Thane Ruthenis comments on GradientDissenter’s Shortform

Thane Ruthenis 16 Nov 2025 1:48 UTC
10 points
4
Yes, of course I care about whether someone takes AI risk seriously, but if someone is also untrustworthy, in my opinion this serves as a multiplier of their negative impact on the world. I do not want to create scheming and untrustworthy stakeholders that start doing sketchy stuff around AI risk. That’s how really a lot of bad stuff in the past has already happened.
No-true-Scotsman-ish counterargument: no-one who actually gets AI risk would engage in this kind of tomfoolery. This is the behavior of someone who almost got it, but then missed the last turn and stumbled into the den of the legendary Black Beast of Aaargh. In the abstract, I think “we should be willing to consider supporting literal Voldemort if we’re sure he has the correct model of AI X-risk” goes through.
The problem is that it just totally doesn’t work in practice, not even on pure consequentialist grounds:
- You can never tell whether Voldemorts actually understand and believe your cause, or whether they’re just really good at picking the right things to say to get you to support them. No, not even if you’ve considered the possibility that they’re lying and you still feel sure they’re not. Your object-level evaluations just can’t be trusted. (At least, if they’re competent at their thing.
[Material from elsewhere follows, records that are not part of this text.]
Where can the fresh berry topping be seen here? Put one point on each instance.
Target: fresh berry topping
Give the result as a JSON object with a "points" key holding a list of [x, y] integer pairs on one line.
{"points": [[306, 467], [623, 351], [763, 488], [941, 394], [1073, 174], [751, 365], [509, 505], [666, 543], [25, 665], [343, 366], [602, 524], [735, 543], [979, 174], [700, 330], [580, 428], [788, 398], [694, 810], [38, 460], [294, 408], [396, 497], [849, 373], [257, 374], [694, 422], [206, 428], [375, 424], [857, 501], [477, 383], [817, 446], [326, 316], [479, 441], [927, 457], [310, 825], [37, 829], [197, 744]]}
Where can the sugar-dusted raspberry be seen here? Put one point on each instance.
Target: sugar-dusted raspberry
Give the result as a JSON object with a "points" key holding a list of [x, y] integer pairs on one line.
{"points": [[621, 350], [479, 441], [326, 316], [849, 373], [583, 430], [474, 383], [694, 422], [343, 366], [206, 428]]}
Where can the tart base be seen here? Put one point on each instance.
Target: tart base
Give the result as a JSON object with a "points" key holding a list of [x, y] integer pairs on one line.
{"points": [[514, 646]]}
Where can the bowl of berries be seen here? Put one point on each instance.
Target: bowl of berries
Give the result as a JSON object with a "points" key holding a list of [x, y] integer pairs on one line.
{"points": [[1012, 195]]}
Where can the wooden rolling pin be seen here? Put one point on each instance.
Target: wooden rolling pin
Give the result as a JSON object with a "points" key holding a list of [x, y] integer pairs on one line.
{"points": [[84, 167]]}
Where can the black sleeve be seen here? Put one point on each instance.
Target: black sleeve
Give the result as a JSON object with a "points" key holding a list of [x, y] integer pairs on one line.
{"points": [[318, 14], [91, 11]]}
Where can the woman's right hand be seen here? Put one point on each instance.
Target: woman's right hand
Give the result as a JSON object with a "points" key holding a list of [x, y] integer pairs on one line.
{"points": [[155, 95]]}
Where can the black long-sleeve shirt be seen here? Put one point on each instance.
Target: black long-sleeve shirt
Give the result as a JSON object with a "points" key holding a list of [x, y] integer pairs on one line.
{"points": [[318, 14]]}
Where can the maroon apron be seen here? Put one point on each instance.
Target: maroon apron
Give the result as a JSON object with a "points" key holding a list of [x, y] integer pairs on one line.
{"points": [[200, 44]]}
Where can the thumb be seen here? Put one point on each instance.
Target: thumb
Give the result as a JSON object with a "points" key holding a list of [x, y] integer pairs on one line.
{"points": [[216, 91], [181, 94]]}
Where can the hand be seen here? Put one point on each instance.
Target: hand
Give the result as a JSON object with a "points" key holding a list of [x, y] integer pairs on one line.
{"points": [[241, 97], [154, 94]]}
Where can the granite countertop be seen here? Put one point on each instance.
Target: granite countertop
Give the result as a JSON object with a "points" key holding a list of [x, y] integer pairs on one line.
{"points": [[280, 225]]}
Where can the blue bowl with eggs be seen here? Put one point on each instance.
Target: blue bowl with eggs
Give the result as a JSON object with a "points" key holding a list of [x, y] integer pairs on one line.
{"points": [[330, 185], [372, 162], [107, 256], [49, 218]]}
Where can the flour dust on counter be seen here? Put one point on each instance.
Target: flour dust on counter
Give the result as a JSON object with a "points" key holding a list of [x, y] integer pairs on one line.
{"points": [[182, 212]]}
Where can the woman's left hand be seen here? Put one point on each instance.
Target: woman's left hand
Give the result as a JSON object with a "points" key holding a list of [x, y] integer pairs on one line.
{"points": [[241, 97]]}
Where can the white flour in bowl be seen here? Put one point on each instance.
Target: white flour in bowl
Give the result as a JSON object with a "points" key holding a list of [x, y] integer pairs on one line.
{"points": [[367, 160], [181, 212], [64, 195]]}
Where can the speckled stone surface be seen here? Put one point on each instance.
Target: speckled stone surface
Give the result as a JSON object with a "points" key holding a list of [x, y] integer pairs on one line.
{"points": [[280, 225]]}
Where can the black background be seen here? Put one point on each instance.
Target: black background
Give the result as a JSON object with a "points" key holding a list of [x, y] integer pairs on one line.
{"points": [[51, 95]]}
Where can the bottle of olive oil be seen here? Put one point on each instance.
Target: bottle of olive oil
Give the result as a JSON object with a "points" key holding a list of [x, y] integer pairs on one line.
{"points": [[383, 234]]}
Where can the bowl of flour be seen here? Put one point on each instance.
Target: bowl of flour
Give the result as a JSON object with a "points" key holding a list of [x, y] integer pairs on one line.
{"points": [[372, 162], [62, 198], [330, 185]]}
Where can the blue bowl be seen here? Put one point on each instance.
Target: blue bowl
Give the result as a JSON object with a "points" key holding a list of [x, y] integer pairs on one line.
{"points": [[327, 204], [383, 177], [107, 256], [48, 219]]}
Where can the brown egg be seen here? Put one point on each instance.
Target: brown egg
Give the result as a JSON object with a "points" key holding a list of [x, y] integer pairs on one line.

And if they’re not just evil, but also bad at it, so bad you can tell when they’re being honest, why would you support them?)
- Voldemorts and their plans are often more incompetent than they seem,^[1] and when their evil-but-”effective” plan predictably blows up, you and your cause are going to suffer reputational damage and end up in a worse position than your starting one. (You’re not gonna find an Altman, you’ll find an SBF.)
- Voldemorts are naturally predisposed to misunderstanding the AI risk in precisely the ways that later make them engage in sketchy stuff around it. They’re very tempted to view ASI as a giant pile of power they can grab. (They hallucinate the Ring when they look into the Black Beast’s den, if I’m to mix my analogies.)
In general, if you’re considering giving power to a really effective but untrustworthy person because they seem credibly aligned with your cause, despite their general untrustworthiness (they also don’t want to die to ASI!), you are almost certainly just getting exploited. These sorts of people should be avoided like wildfire. (Even in cases where you think you can keep them in check, you’re going to have to spend so much effort paranoidally looking over everything they do in search of gotchas that it almost certainly wouldn’t be worth it.)
1. ^
  Probably because of that thing where if a good person dramatically abandons their morals for the greater good, they feel that it’s a monumental enough sacrifice for the universe to take notice and make it worth it.
- habryka 16 Nov 2025 2:01 UTC
  5 points
  0
  Parent
  A lot of Paranoia: A Beginner’s Guide is actually trying to set up a bunch of the prerequisites for making this kind of argument more strongly. In particular, a feature of people who act in untrustworthy ways, and surround themselves with unprincipled people, is that they end up sacrificing most of their sanity on the altar of paranoia.
  Like, fiction HPMoR Voldemort happened to not have any adversaries who could disrupt his OODA loop, but that was purely a fiction. A world with two Voldemort-level competent players results in two people nuking their sanity as they try to get one over each other, and at that point, you can’t really rely on them having good takes, or sane stances on much of anything (or, if they are genuinely smart enough, them making an actually binding alliance, which via utilization of things like unbreakable vows is surprisingly doable in the HPMoR universe, but which in reality runs into many more issues).